Once a licence has been granted, a bank must continue to comply with these requirements. Dispensation may be granted from certain specific requirements for obtaining a banking licence provided the applicant demonstrates that he or she cannot reasonably comply with the requirements, and that the objectives the requirements seek to protect can be achieved through alternative means. To stimulate innovation in the financial sector, the DCB, since 2017, is also open, where appropriate, to more tailor-made solutions for innovative products, services or business models through its regulatory sandbox.

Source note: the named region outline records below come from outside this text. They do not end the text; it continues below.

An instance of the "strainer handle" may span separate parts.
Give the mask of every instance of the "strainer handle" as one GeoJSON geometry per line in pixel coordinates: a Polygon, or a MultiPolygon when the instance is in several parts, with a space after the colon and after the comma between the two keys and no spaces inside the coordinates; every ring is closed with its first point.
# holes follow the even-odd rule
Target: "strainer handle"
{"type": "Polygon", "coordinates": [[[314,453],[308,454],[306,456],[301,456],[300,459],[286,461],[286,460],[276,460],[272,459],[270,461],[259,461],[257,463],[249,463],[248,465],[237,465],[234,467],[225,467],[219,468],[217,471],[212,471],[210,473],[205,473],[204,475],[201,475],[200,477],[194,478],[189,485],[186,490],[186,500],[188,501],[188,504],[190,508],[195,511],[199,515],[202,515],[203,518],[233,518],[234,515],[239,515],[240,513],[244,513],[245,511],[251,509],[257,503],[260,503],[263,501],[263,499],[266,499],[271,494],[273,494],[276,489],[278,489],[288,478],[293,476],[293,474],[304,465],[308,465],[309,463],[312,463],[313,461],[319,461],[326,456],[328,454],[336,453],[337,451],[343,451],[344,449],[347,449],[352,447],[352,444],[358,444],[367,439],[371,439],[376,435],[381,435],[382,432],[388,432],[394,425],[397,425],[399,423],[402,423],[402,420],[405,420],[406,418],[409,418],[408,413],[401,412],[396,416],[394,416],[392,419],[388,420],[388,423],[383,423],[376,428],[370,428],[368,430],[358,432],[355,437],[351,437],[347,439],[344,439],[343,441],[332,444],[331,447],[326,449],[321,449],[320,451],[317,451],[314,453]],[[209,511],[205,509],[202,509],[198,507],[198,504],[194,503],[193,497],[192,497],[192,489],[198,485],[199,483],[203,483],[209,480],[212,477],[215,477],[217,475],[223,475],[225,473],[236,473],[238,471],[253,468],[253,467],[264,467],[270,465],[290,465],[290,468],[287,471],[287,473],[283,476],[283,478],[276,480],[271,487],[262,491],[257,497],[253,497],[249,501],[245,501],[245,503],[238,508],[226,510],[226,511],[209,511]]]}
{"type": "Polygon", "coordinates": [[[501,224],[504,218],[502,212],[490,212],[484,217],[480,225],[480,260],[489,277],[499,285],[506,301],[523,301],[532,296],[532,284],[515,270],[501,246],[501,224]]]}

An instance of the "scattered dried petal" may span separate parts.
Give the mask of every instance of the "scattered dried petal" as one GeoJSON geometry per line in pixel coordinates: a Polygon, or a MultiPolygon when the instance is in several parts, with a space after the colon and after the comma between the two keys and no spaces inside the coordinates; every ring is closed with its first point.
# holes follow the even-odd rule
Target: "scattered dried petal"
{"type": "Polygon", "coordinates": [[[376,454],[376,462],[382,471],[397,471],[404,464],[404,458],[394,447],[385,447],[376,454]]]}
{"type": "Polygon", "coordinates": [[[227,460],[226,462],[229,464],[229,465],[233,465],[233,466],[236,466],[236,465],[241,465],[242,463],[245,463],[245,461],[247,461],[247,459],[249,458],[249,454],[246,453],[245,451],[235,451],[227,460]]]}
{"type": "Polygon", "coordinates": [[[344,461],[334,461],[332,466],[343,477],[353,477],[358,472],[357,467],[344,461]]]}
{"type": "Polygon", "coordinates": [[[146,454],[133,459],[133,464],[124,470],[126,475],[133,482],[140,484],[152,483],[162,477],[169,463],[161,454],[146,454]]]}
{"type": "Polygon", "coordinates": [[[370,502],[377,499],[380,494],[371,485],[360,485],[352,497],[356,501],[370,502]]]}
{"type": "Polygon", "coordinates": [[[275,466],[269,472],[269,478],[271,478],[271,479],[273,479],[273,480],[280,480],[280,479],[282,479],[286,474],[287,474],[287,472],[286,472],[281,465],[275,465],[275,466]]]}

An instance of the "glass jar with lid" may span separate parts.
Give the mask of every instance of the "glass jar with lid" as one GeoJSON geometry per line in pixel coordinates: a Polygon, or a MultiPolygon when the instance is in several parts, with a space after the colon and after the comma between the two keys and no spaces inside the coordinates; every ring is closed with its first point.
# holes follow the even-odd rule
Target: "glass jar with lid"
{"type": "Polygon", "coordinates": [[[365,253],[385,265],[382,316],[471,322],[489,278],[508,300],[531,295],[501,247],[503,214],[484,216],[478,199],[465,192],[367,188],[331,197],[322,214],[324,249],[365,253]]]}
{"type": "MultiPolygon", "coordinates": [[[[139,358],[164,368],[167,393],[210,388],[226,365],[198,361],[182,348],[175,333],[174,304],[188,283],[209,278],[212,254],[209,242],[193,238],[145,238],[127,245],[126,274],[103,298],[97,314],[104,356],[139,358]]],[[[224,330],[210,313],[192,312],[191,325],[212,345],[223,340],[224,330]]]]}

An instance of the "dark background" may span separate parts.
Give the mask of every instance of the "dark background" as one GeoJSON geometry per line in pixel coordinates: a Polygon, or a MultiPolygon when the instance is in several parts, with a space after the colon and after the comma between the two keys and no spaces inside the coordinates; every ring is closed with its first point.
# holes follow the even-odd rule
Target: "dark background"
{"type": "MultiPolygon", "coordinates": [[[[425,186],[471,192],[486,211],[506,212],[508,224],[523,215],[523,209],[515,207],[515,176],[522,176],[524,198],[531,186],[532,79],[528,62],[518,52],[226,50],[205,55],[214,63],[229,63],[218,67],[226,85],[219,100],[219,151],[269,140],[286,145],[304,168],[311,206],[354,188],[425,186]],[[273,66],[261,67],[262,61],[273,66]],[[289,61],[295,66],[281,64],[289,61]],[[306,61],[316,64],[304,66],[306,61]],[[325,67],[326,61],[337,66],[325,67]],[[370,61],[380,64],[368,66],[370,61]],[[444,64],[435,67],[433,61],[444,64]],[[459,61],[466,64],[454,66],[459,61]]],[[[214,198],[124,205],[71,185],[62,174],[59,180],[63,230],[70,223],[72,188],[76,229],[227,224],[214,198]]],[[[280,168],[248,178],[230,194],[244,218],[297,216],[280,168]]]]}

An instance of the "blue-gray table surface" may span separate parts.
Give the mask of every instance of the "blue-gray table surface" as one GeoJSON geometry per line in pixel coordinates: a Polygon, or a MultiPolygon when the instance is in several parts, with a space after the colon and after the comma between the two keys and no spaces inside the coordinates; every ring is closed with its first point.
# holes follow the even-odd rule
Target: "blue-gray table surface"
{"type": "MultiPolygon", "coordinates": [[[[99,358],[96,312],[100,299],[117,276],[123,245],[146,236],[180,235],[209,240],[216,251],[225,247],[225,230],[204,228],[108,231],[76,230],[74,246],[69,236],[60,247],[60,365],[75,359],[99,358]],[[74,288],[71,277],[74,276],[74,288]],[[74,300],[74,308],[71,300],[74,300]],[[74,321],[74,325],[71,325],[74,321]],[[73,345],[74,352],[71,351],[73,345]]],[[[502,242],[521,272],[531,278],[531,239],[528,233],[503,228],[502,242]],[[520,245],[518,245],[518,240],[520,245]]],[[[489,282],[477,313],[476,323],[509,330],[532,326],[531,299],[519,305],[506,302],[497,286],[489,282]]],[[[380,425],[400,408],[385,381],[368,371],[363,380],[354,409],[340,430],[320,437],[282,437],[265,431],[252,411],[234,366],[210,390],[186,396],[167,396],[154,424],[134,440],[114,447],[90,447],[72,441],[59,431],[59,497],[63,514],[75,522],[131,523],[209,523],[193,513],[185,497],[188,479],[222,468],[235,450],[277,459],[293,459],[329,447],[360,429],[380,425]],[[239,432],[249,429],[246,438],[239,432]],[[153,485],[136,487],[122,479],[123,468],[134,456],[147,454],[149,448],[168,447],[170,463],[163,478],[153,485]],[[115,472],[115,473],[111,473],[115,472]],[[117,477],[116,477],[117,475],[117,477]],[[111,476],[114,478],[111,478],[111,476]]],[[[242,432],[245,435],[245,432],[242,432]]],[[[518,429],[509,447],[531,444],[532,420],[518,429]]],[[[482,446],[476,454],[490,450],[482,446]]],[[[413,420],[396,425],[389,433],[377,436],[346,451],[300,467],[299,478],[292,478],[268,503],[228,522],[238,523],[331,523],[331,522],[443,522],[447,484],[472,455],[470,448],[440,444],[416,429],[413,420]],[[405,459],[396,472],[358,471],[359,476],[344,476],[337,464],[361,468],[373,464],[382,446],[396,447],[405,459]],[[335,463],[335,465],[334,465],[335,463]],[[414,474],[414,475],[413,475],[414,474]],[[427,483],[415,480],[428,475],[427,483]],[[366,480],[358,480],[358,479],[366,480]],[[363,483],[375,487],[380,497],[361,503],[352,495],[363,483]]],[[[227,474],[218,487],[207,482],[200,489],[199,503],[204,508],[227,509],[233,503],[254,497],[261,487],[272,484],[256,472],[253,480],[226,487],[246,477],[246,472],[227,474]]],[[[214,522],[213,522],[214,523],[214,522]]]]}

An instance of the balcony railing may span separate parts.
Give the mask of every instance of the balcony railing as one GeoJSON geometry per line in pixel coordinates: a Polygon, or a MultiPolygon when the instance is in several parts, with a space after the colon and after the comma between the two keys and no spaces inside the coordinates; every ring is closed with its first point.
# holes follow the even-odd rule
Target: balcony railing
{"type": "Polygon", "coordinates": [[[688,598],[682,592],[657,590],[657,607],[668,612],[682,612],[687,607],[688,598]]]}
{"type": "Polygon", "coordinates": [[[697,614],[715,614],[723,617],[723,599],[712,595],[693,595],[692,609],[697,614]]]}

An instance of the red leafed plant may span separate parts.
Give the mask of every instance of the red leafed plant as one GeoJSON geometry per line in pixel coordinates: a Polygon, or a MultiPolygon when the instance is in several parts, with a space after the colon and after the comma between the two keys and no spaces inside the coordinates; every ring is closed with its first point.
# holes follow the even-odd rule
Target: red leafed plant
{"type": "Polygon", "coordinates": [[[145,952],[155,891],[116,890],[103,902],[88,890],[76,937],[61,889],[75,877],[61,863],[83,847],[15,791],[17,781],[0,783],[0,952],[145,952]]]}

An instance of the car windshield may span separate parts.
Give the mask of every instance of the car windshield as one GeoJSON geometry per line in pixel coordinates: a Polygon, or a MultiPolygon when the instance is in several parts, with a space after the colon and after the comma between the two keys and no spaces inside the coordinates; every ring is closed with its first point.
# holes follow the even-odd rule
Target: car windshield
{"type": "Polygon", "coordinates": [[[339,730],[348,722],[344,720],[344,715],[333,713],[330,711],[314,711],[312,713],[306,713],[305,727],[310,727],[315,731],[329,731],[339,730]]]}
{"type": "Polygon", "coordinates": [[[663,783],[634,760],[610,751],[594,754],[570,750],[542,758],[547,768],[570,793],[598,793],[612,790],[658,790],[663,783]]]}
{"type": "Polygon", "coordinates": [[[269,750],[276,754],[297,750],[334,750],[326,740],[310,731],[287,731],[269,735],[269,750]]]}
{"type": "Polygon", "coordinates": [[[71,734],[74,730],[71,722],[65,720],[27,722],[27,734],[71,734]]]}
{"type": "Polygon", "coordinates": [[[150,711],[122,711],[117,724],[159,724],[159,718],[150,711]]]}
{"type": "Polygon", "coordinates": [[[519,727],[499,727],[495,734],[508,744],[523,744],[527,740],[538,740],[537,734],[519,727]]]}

In January 2019, the formal application period for a banking licence was changed from 13 weeks to 26 weeks. This allows the DCB and the ECB to rely less on stop-the-clock information requests, and will give applicants a more realistic view of the required decision-making time. Other recent changes to the application process include the obligation to prepare an exit plan, which should identify how the applicant could cease its banking operations in an orderly manner when so required. In March 2018, the ECB published two guides detailing the process and requirements for acquiring a banking licence in the eurozone. In January 2019, these guides were supplemented with more specific expectations regarding capital requirements and the programme of operations.

If a bank wishes to render investment services or perform investment activities in the Netherlands, it must apply for a wider banking and investment firm licence. In this case, there are additional requirements that relate to the conduct of business requirements with which investment firms need to comply. A licensed bank does not need a separate licence for the provision of payment services or certain other financial services also regulated under the FMSA, such as the offering of (consumer) credit, providing advice about financial products (other than financial instruments) and acting as an intermediary with respect to such products. The services involved, however, need to be covered by the banking licence, and the bank involved is subject to additional conduct of business rules when offering such services (see Section IV).

Since 2016, the FMSA has contained a separate regime for credit unions, defined as cooperatives of members sharing a certain profession or business that take repayable funds from their members and grant credits for their own account to their members for the purposes of their profession or business.

iii Regulation of foreign banks and activities

In general, branches of foreign banks established to carry out regulated banking activities in the Netherlands are subject to the same licence requirements and ongoing obligations as banks with a registered office in the Netherlands. This means that these branches usually require a banking licence. However, foreign banks with their registered office in another EU or European Economic Area (EEA) Member State may conduct banking activities through a branch office or on a cross-border basis in the Netherlands using a European passport. On this basis, banks from other eurozone countries may conduct banking activities in the Netherlands under their ECB banking licence, provided the ECB has been notified thereof. Similarly, banks with their registered office in an EU or EEA Member State that is not a eurozone country may conduct banking activities in the Netherlands under their home Member State banking licence following a notification procedure in their home Member State. Those non-eurozone banks holding a European passport in the Netherlands are directly supervised by the ECB. The DCB remains responsible for the supervision of non-EEA banks that have established a branch or provide cross-border services in the Netherlands.